For postings with cost accounts (to G/L accounts with account type "primary costs" or "secondary costs") the costs or revenues respectively must be assigned to one and only one real CO object. However, statistical postings may be assigned to one or several additional objects.

A real account assignment allows you to further allocate the value to other objects and in the end affects the profit in CO-PA; if the assignment does not affect the profit in CO-PA, the assignment is statistical.

To distinguish between real and statistical types of postings, the parameter *Value Type* is used, as an example, value type *4* defines real actual postings, whereas value type *11* stands for statistical actual postings. For further purposes, there are more than 100 different value types used in SAP S/4HANA, such as value type *22* that defines commitment.

For example, during an invoice entry for company car expenses, the costs for company cars are assigned to the cost center *Car Fleet* with value type *4* (real actual posting). In addition, the costs need to be evaluated for each single company car. Therefore one statistical WBS element exists for each company car and this will be debited with value type *11* (statistical actual posting).

As a result, the total costs for the car fleet can be evaluated on the cost center and each single car can be controlled on its WBS element. Only postings to the cost center have an effect on the overall result for the P&L and margin analysis reporting.

### Differences between Real and Statistical Objects

A profit center is the only object type which is always statistical. As described above, profit center accounting is statistical management accounting.

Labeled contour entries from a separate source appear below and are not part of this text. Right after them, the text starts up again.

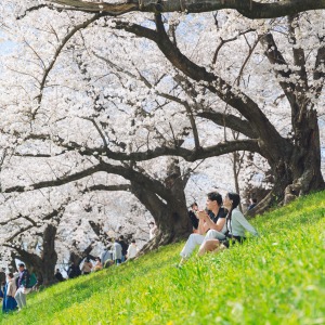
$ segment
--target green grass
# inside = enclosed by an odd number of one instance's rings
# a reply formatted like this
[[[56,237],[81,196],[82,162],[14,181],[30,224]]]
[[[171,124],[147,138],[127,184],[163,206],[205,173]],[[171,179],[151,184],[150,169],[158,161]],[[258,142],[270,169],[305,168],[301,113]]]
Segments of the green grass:
[[[325,192],[258,217],[261,237],[193,257],[184,243],[27,297],[3,324],[325,324]]]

On the other hand, object types that cannot be created as statistical objects are the logistics cost objects, namely the production order and the sales order item.

Note

There are other logistics cost objects, for example, maintenance order or quality management order which are not discussed in this training.

The posting to accounting resulting from a logistical process is always real, meaning it affects the overall result. Such postings can additionally be assigned to a statistical CO object. For example, the profit center in a production order is posted statistically, whereas the production order itself received the real actual values.